V. SIMULATION RESULTS
To evaluate the resultant performance of proposed bandwidth reduction schemes for MC, we modify the H.264/AVC reference software JM 8.2 [4] decoder for simulating the MC memory access. Simulation results are listed in Table II . Five CIF sized video sequences are simulated with quantization parameter set to 20, 30, and 40 for averaging the results. We compare five combinations of IWR-Vertical, IWR, and IWC schemes; the IWR-Vertical scheme equals the IWR scheme without adding horizontal reuse memory (i.e. can be covered by the VIDZ flow). The complete bandwidth reduction scheme (IWR+IWC) apparently can save the most memory bandwidth. From the last column of Table II, the bandwidth optimization result is about 60-80%, and the contribution of each proposed method is as mentioned in Section III. In the 2048×1024 30fps H.264/AVC HDTV decoder specification, the resultant memory bandwidth of proposed MC hardware is less than 200MB/s; the simulated timing budget is also very sufficient (about 100 cycles), which implies the proposed MC is able to support even higher H.264/AVC HDTV decoder specification. 

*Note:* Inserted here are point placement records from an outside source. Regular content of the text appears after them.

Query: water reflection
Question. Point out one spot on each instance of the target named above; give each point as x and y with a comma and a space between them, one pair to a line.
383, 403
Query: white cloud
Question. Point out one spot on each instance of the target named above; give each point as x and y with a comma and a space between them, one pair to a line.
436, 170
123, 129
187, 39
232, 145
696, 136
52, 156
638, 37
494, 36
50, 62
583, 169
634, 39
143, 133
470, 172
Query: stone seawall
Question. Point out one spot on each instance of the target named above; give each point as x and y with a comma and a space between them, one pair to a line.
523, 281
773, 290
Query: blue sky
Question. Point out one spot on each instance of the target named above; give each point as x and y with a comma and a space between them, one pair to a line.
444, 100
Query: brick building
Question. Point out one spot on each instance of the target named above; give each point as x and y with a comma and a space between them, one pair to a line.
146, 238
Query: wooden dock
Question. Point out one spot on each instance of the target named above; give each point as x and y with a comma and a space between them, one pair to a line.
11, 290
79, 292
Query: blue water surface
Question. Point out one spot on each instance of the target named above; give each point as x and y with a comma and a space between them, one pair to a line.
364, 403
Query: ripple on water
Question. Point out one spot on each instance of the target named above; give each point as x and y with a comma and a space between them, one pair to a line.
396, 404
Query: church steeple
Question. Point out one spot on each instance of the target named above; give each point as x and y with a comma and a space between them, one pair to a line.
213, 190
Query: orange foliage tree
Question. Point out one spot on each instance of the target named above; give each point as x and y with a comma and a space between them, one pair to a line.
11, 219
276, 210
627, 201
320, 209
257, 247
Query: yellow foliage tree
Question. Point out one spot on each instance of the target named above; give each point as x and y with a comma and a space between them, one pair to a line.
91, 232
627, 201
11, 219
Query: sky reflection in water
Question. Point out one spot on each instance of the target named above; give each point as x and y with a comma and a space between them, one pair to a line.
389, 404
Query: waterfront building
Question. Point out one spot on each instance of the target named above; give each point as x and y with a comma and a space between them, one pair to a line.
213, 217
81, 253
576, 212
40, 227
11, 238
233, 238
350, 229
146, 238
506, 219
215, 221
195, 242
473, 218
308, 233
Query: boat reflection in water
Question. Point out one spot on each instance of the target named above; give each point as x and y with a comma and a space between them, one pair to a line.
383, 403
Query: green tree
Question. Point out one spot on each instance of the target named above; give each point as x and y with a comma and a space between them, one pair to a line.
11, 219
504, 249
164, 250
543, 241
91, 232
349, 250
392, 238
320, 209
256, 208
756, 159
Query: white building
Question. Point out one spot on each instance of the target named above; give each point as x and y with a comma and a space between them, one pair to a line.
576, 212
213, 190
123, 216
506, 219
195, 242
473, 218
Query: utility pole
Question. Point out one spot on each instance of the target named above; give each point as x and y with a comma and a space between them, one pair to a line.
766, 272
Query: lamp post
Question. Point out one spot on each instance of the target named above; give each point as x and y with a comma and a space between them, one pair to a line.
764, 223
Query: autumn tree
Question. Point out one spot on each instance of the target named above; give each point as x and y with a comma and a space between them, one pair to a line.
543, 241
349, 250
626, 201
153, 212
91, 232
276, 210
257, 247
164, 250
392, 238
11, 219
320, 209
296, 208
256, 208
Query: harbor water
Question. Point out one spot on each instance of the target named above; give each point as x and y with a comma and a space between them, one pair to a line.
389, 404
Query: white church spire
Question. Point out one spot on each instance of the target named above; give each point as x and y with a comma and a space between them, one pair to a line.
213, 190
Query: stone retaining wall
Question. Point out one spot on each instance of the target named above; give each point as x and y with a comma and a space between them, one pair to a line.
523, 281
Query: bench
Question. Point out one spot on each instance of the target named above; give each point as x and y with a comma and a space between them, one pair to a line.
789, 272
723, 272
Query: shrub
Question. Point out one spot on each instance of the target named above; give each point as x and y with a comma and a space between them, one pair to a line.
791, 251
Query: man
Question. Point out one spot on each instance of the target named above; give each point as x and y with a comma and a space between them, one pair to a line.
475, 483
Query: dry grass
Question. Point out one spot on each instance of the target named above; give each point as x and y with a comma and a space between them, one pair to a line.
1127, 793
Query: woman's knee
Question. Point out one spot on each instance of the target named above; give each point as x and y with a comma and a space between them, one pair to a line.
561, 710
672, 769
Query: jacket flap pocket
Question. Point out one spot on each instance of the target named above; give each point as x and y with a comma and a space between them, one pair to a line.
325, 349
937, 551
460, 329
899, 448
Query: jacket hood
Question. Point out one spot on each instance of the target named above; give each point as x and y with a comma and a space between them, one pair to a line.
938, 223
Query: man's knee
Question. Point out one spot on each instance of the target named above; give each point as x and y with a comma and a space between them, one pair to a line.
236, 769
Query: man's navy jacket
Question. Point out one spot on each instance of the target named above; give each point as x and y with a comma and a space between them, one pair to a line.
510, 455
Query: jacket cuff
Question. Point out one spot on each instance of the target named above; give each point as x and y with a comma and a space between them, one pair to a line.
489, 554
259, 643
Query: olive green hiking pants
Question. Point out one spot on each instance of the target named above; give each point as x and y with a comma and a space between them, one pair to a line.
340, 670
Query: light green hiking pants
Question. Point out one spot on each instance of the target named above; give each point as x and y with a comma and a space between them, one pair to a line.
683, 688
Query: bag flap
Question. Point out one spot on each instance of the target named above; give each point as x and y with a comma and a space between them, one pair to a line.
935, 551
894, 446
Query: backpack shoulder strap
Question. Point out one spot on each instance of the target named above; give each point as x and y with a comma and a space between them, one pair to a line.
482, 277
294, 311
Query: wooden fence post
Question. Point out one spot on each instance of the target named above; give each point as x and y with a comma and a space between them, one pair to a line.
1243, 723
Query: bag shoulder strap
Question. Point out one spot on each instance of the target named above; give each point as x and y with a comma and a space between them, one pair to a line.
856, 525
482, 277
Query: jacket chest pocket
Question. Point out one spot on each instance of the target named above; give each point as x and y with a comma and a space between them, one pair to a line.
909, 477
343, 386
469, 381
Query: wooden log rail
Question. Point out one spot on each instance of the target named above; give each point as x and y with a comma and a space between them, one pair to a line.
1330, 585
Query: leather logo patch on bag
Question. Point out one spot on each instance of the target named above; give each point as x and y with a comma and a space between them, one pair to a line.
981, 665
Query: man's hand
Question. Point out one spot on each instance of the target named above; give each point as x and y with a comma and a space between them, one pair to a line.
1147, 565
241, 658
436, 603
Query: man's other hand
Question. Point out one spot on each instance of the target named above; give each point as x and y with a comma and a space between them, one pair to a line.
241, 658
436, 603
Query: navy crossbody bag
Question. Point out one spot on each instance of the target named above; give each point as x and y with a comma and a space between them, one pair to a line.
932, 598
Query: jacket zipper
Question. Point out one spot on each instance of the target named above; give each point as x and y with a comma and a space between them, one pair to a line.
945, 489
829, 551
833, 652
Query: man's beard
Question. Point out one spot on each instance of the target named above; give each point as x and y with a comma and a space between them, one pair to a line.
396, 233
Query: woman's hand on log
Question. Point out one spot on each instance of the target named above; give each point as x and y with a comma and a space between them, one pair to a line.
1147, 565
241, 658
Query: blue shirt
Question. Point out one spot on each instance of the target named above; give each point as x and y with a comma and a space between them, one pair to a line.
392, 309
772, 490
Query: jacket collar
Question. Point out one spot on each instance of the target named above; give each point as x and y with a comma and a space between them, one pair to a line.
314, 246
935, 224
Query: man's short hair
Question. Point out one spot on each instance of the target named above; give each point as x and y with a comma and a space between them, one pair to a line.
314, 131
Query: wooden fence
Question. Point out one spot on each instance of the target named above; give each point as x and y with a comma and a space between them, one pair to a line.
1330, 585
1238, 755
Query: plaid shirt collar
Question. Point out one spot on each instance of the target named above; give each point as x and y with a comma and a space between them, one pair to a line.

VI. IMPLEMENTATION RESULTS
The proposed MC hardware is implemented in Verilog HDL and synthesized using Synopsys Design Compiler with TSMC 0.18µm cell library, with its clock rate set to 125MHz. The total MC gate count is 46,646 gates. This number includes the synthesized register file for horizontal reuse memory (15,197 gates), which may be reduced using a register file macro. Table  III gives a comparison of the MC key hardware-interpolation unit. Although our work is larger in area, yet our performance is better optimized. Our work also has been integrated into an H.264/AVC HDTV decoder system [5] and verified to function correctly; the system memory bandwidth is saved by 40-50%.
VII. CONCLUSION
In this paper, we propose a memory bandwidth optimized MC hardware design for H.264/AVC HDTV decoder supporting 2048×1024 30fps high definition videos, with 47K logic gates and less than 200MB/s memory bandwidth when operating at 120MHz. Using the proposed VIDZ interpolation flow and IWR/IWC bandwidth reduction schemes, we have successfully designed an H.264/AVC MC with high hardware utilization and low bandwidth requirement. In total, about 60-80% memory bandwidth reduction is achieved.